Curious as he was, on balance, Braph was in more of a hurry to reach the Taither Ajnai than he was to chit chat with his brother. Jonas could wait, clearly. He wasn’t going anywhere in a hurry.

Braph had garnered no further information regarding any effect of his micro-organism beyond what Braph had already observed. It shouldn’t matter. The micro-organism removed Karan powers, to what extent neither negated nor enhanced its potential. And it didn’t break the Karan-Aenuk barrier. Perfect.

Dead Kara. Weakened Kara. Either would decimate the Quaven military. Peace would be assured.
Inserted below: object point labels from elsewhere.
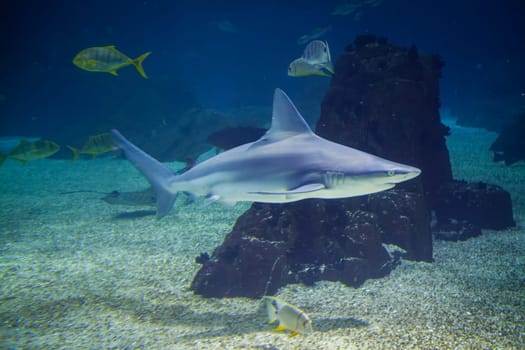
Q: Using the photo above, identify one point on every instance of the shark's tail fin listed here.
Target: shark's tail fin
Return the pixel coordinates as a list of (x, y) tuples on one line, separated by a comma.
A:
[(158, 175)]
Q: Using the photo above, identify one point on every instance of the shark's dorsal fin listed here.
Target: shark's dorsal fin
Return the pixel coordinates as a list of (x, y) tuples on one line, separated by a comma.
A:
[(286, 120)]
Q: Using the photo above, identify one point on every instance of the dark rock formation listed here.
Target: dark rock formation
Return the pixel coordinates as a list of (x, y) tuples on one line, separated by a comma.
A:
[(383, 100), (481, 204), (453, 230), (335, 240), (510, 144)]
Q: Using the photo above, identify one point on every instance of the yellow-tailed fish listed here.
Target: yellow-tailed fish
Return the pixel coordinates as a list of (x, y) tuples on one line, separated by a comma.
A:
[(26, 151), (318, 52), (94, 146), (300, 68), (316, 60), (107, 59), (289, 316)]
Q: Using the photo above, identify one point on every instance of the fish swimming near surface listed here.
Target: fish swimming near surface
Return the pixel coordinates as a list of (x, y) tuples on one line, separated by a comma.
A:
[(288, 163), (7, 143), (316, 60), (288, 316), (27, 151), (314, 34), (94, 146), (107, 59)]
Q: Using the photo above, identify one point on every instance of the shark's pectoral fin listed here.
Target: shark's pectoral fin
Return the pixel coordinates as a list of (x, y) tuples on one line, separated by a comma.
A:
[(301, 189)]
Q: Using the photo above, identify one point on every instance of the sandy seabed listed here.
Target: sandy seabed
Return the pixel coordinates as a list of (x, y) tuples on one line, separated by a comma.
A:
[(74, 276)]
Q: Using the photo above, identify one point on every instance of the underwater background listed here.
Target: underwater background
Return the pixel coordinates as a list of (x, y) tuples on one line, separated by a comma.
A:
[(78, 272)]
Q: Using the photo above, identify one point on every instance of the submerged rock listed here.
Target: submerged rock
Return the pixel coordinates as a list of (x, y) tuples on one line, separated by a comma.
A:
[(384, 100), (510, 144)]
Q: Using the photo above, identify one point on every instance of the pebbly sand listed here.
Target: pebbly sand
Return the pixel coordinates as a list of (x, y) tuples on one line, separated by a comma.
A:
[(73, 276)]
Braph reached out a finger and touched one of his curled up mechanical critters with an empty glass globe on its back. He sent a jolt of power through his finger and the critter unfolded eight legs beneath it and a thin post above that held a pair of horizontal blades. The blades spun, lifting the spider-like device into the air. For years, he’d used similar automatons in the collection of Aenuk blood. Orin had learned to tolerate them of late, happy to aid his father. It helped that Braph allowed the boy to keep one of the non-flying critters as a toy. This new version had a new purpose.
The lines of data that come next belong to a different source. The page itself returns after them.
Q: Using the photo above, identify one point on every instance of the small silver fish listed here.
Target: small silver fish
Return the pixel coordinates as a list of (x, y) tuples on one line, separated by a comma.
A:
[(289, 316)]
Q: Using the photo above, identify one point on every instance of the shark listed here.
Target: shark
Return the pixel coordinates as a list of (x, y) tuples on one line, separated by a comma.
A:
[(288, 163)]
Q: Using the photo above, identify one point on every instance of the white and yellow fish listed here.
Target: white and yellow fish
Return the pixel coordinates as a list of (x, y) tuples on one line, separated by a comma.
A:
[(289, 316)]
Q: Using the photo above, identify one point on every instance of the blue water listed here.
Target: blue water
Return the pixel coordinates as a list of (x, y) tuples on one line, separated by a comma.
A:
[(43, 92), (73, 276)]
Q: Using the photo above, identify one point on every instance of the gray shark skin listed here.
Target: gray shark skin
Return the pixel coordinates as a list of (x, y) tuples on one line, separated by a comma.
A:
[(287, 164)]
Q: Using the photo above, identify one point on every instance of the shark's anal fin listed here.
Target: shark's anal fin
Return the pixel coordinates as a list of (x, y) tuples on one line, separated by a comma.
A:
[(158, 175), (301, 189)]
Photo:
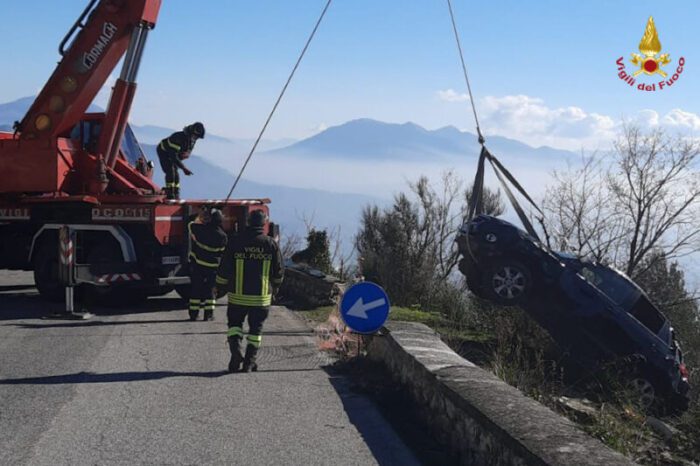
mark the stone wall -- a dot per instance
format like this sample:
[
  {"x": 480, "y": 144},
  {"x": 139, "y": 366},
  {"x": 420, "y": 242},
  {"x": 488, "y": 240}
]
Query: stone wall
[{"x": 480, "y": 418}]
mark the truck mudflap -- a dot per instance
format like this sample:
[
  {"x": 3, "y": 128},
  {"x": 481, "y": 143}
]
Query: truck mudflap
[{"x": 107, "y": 274}]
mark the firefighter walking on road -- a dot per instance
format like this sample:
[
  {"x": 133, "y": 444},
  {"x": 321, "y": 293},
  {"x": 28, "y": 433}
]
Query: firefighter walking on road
[
  {"x": 172, "y": 151},
  {"x": 251, "y": 270},
  {"x": 208, "y": 242}
]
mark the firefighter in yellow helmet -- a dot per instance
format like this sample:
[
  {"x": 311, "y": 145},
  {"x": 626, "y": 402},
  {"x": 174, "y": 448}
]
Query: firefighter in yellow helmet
[
  {"x": 208, "y": 242},
  {"x": 172, "y": 151},
  {"x": 251, "y": 269}
]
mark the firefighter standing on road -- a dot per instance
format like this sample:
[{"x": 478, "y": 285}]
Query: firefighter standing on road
[
  {"x": 208, "y": 242},
  {"x": 252, "y": 272},
  {"x": 172, "y": 151}
]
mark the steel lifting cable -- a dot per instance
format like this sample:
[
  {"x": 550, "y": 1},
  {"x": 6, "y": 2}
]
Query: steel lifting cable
[
  {"x": 464, "y": 70},
  {"x": 279, "y": 99},
  {"x": 476, "y": 202}
]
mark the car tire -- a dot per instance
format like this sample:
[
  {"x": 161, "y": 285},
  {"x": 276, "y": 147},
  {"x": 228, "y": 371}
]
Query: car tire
[
  {"x": 642, "y": 391},
  {"x": 507, "y": 283}
]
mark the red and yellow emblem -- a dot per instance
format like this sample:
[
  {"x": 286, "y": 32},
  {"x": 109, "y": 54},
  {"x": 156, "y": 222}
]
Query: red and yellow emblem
[{"x": 650, "y": 62}]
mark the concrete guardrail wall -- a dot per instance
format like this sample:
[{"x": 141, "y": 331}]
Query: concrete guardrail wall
[{"x": 483, "y": 420}]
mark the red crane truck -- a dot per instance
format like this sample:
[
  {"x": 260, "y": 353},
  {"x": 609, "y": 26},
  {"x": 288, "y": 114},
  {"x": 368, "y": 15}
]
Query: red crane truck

The critter hovered in the air, sensing its surroundings. Rotating to face Braph, it paused. Then it came at him. Braph swatted it off course, then mentally built a shield to hide his Karanness from the machine. Once righted, it hovered a moment more, then moved off slowly, tasting the air.

Braph summoned it back with a gesture and zapped it once more to return it to sleep. It curled up like a dead spider, innocuous. The fingernail-sized black crystal atop its head reflected in full luster, plenty of power still contained within.

It was time to agree to the appointment with the Turhmos president.